By Natela Cutter
DLIFLC Public Affairs
MONTEREY, Calif., – Maj. Gen. Charles W. Hooper, the senior defense attaché at the U.S. Embassy in Cairo, Egypt, shared advice and some of his life experiences with Foreign Area Officers at the Presidio of Monterey Jan. 13.
A Joint Foreign Area Officer Course is organized each year by the DLIFLC FAO office, gathering officers from all four branches of the military for several days to teach new FAOs and their spouses about their future career path and what will be expected of them while working abroad.
“You (are expected) to act as a combat multiplier…FAOs are always shaping. In the Army we call it ‘Prevent, Shape and Win,’ …the essence of your talents and your skills is to shape that strategic environment and hopefully prevent the possibility or the utility of arms,” said Hooper, to more than 100 officers.
As regionally focused experts, FAOs normally receive foreign language training at DLIFLC and possess unique skills with political, cultural, sociological, economic, and geographic awareness of the nations they study. These highly trained individuals will go on to receive Master degrees in their field of expertise and serve as defense attaches, political-military advisors, and occupy positions at the Joint Staff, major Combatant Commands and Department of Defense.
“Build partner capacity in support of U.S. goals and objectives,” recommended Hooper. “The reason you are being trained to do what you do is to assist our partners in creating a security environment that is favorable to U.S. interests.”
Hooper also recommended that one of the most important aspects of being a FAO is the ability to analyze a particular situation through the understanding of the people of the target nation. “Understand the role of history in shaping culture and language as a reflection of that culture. That is the principal force of language.
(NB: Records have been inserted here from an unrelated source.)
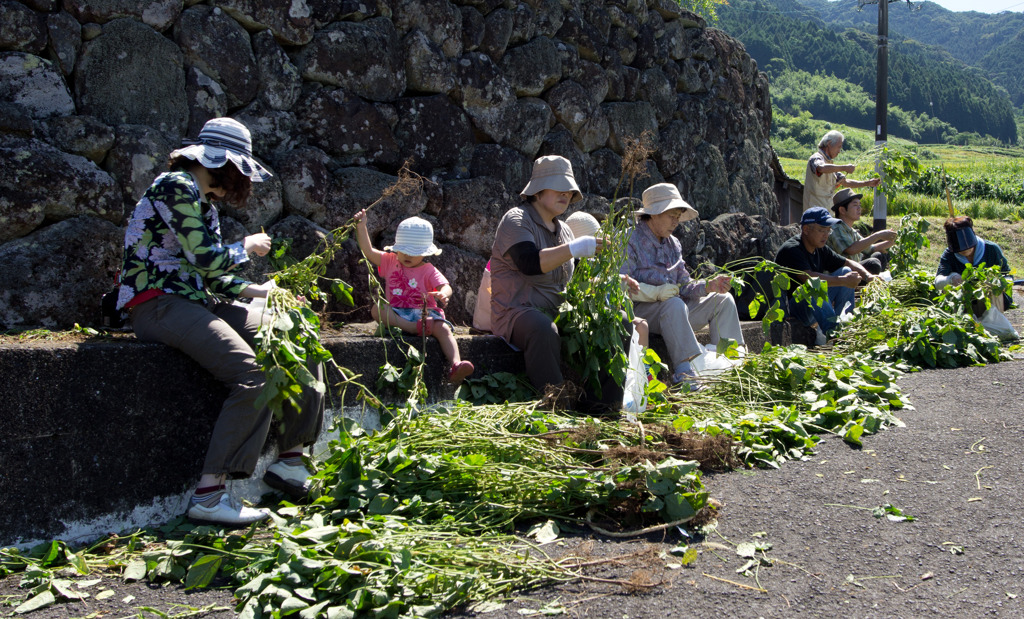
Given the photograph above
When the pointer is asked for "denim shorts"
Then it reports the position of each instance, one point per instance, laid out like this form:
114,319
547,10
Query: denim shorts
415,314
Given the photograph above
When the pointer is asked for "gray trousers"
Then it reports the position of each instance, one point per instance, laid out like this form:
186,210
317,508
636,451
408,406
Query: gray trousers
220,339
676,320
536,334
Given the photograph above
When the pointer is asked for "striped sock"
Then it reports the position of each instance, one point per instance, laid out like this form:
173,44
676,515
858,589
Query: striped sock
292,458
207,496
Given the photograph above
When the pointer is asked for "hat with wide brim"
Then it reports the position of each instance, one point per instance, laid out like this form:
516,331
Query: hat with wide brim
665,197
224,139
818,215
552,172
843,197
415,237
583,224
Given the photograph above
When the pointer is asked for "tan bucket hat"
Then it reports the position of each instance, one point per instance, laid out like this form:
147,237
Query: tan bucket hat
552,172
583,224
665,197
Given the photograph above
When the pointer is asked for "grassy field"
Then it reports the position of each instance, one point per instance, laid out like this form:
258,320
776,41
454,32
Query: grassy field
994,220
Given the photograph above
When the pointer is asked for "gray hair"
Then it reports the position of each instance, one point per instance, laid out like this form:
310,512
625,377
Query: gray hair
829,138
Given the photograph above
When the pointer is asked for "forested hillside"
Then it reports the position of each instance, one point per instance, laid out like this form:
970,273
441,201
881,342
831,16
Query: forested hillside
783,35
991,42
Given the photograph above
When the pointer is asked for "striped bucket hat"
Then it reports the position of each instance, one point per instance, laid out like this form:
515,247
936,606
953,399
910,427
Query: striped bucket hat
415,237
224,139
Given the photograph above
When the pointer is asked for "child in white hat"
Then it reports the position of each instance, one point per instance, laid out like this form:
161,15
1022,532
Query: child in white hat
411,285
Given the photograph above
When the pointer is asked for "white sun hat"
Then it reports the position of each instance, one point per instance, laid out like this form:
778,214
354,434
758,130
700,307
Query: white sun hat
223,139
552,172
665,197
583,224
415,237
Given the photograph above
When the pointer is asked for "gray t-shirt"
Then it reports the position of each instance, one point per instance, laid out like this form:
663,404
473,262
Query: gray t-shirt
512,292
818,188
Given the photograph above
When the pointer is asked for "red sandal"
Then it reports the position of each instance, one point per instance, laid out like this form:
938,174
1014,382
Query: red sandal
460,371
425,326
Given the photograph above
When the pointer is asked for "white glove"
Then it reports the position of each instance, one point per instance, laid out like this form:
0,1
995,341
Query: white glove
667,291
584,247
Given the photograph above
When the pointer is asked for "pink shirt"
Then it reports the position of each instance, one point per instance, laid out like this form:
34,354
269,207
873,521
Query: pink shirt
407,288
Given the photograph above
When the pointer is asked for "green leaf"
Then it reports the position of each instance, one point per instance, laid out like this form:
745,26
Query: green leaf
202,573
135,570
39,602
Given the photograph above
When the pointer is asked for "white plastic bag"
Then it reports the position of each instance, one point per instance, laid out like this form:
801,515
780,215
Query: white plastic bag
710,362
634,387
996,324
481,314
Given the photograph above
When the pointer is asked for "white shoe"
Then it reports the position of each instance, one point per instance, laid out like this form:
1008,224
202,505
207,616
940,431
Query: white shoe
819,337
227,511
293,481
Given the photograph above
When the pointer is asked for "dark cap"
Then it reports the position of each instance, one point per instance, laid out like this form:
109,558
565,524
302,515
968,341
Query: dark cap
843,197
818,214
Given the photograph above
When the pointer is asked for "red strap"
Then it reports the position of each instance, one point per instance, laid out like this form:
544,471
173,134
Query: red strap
141,297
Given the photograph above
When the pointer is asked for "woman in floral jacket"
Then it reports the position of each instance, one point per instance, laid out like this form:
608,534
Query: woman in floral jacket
177,283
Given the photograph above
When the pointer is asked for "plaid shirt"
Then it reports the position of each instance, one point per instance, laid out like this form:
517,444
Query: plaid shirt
655,261
173,244
844,236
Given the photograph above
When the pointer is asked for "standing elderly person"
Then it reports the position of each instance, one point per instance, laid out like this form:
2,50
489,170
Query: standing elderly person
809,255
530,264
822,176
870,251
177,282
672,302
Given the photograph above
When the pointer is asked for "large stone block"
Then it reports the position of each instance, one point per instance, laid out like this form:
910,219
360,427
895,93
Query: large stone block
432,132
39,182
138,155
35,84
22,29
365,58
54,277
470,212
347,127
427,69
532,68
219,46
281,83
132,75
291,23
484,94
159,14
438,19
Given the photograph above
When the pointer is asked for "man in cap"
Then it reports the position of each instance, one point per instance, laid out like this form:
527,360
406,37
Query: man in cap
822,176
807,256
847,242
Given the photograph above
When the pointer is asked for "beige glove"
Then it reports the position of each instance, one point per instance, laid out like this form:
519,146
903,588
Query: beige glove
649,293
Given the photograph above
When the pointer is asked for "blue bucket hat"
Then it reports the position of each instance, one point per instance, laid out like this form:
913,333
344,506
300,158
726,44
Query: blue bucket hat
818,214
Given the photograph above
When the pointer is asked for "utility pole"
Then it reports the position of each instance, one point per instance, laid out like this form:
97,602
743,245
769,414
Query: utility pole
881,110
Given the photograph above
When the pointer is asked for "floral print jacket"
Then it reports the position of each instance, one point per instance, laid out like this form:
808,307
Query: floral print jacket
173,245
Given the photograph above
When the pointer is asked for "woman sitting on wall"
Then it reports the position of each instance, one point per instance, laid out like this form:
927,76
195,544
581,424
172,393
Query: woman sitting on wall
531,262
177,285
672,302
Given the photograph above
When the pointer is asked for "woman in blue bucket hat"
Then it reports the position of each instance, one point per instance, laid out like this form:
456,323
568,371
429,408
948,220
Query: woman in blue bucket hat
177,283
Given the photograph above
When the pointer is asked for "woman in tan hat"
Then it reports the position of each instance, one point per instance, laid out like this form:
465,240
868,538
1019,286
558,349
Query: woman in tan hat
531,262
177,283
673,303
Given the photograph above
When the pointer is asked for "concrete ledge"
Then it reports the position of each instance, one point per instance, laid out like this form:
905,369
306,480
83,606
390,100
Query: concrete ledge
100,426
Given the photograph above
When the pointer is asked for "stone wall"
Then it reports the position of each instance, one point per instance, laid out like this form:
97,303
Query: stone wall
338,93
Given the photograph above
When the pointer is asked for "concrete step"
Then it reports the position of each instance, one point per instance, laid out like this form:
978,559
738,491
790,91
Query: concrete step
96,429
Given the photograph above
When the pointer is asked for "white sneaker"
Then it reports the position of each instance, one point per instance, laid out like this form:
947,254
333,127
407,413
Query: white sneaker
293,481
819,336
227,511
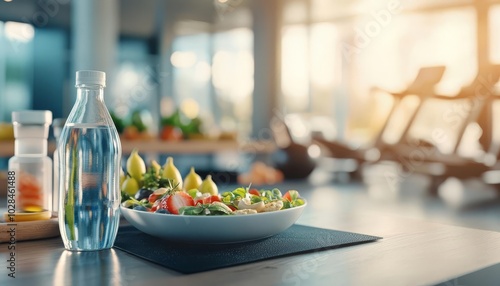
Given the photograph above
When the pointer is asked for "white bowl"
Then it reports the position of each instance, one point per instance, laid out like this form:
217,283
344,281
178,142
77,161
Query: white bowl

It is a reflection, “he said. “(You need to know) what motivates your host nation, what will sway or deter them or what will offend them.”
The two star general gave FAOs valuable advice about how to manger their career. “Be yourself,” he said. “In the beginning, I tried to be like my boss and failed miserably.” But as soon as he started doing things “his way,” he said his career began to take off.
Other participants in the four-day program included Col. (P) Joseph Clark, deputy director of strategy plans and policy office of the deputy chief of staff G/3/5/7 and Brig. Gen. Matthew L. Brand who is currently assigned as the Deputy Chief of Staff for Strategic Plans and Policy, Headquarters Supreme Allied Command Transformation, NATO.